Ireland is once again slapping Meta with a hefty fine, this time to the tune of $277 million for failing to protect user data from scraping.
Data scraping is the process of using automated methods and scripts to collect data from a website. The data may be publicly available or require access. News of the scraping breach first broke in early 2021, although the actual incident occurred prior to 2020. In all, some 533,000,000 Facebook accounts were impacted.
Ireland’s Data Protection Commissioner (DPC) has now levied the third-largest fine against Meta, saying the company did not do enough to protect its users’ data and prevent personal information, phone numbers, email addresses, and more from being scraped.
According to Independent.ie, some 1.3 million Irish Facebook accounts were impacted. Some of the impacted accounts included “gardai, sitting judges, prison officers, social workers, journalists and others.” The breach also coincides with a spike in scam attempts across the EU and Ireland.

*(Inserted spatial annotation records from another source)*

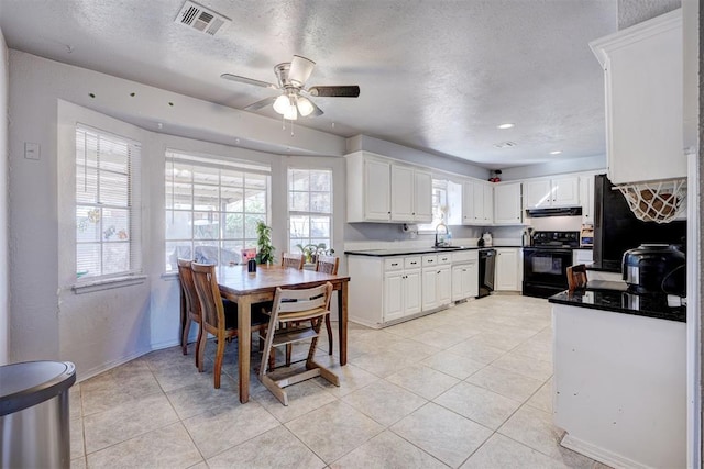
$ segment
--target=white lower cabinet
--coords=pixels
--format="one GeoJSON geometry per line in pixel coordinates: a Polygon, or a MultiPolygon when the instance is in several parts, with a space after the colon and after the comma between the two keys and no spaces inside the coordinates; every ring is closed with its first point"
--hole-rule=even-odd
{"type": "Polygon", "coordinates": [[[461,301],[476,297],[480,291],[479,252],[452,253],[451,300],[461,301]]]}
{"type": "Polygon", "coordinates": [[[496,291],[520,291],[521,282],[520,248],[497,247],[494,289],[496,291]]]}

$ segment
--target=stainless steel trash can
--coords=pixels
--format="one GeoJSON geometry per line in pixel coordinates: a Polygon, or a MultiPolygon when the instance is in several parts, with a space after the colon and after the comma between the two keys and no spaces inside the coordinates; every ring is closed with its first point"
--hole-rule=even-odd
{"type": "Polygon", "coordinates": [[[69,468],[69,361],[0,367],[0,467],[69,468]]]}

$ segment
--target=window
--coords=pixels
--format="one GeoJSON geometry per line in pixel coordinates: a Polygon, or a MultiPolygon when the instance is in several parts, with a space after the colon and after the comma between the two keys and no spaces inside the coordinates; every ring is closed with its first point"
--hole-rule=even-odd
{"type": "Polygon", "coordinates": [[[438,223],[462,224],[462,185],[448,179],[432,179],[432,222],[418,225],[420,233],[435,233],[438,223]]]}
{"type": "Polygon", "coordinates": [[[332,171],[288,169],[288,248],[324,244],[332,246],[332,171]]]}
{"type": "Polygon", "coordinates": [[[166,271],[177,259],[240,264],[268,223],[271,168],[215,156],[166,152],[166,271]]]}
{"type": "Polygon", "coordinates": [[[76,278],[142,269],[139,143],[76,127],[76,278]]]}

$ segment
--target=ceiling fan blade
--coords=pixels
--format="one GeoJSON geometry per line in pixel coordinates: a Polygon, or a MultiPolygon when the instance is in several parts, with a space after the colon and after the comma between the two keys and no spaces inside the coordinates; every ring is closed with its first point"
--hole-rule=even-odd
{"type": "Polygon", "coordinates": [[[262,88],[271,88],[273,90],[278,89],[278,87],[274,83],[267,83],[266,81],[255,80],[254,78],[240,77],[239,75],[222,74],[220,75],[220,78],[224,78],[226,80],[231,80],[231,81],[239,81],[241,83],[246,83],[246,85],[254,85],[256,87],[262,87],[262,88]]]}
{"type": "Polygon", "coordinates": [[[267,105],[274,105],[274,101],[276,101],[277,96],[265,98],[261,101],[253,102],[252,104],[244,108],[245,111],[258,111],[260,109],[266,108],[267,105]]]}
{"type": "Polygon", "coordinates": [[[310,87],[310,96],[324,98],[356,98],[360,96],[360,87],[356,85],[340,87],[310,87]]]}
{"type": "Polygon", "coordinates": [[[290,69],[288,70],[288,79],[299,87],[302,87],[306,80],[312,74],[312,69],[316,68],[316,63],[309,58],[295,55],[290,62],[290,69]]]}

“The material issues in this inquiry concerned questions of compliance with the GDPR obligation for data protection by design and default,” the DPC said in a statement. “The DPC examined the implementation of technical and organisational measures pursuant to Article 25 [of] GDPR.”
The investigation was evidently started last year, after news of the breach.
“The DPC commenced this inquiry on 14 April 2021, on foot of media reports into the discovery of a collated dataset of Facebook personal data that had been made available on the internet,” the DPC statement said.
“The scope of the inquiry concerned an examination and assessment of Facebook Search, Facebook Messenger Contact Importer and Instagram Contact Importer tools in relation to processing carried out by Meta Platforms Ireland Limited during the period between 25 May 2018 and September 2019.”
To make matters worse, Facebook apparently is not interested in accepting full responsibility for the incident or fully committing to preventing such incidents in the future. In fact, as we previously covered at WPN, Facebook accidentally sent a memo to a journalist in which the company complained about the negative coverage it was receiving over the breach.
In the memo, the company also outlined its goals moving forward, including efforts to “normalize the fact that this activity happens regularly.”
Thankfully, Ireland’s DPC doesn’t believe data scrapping should be accepted as ‘normal’ and is holding Meta’s feet to the fire.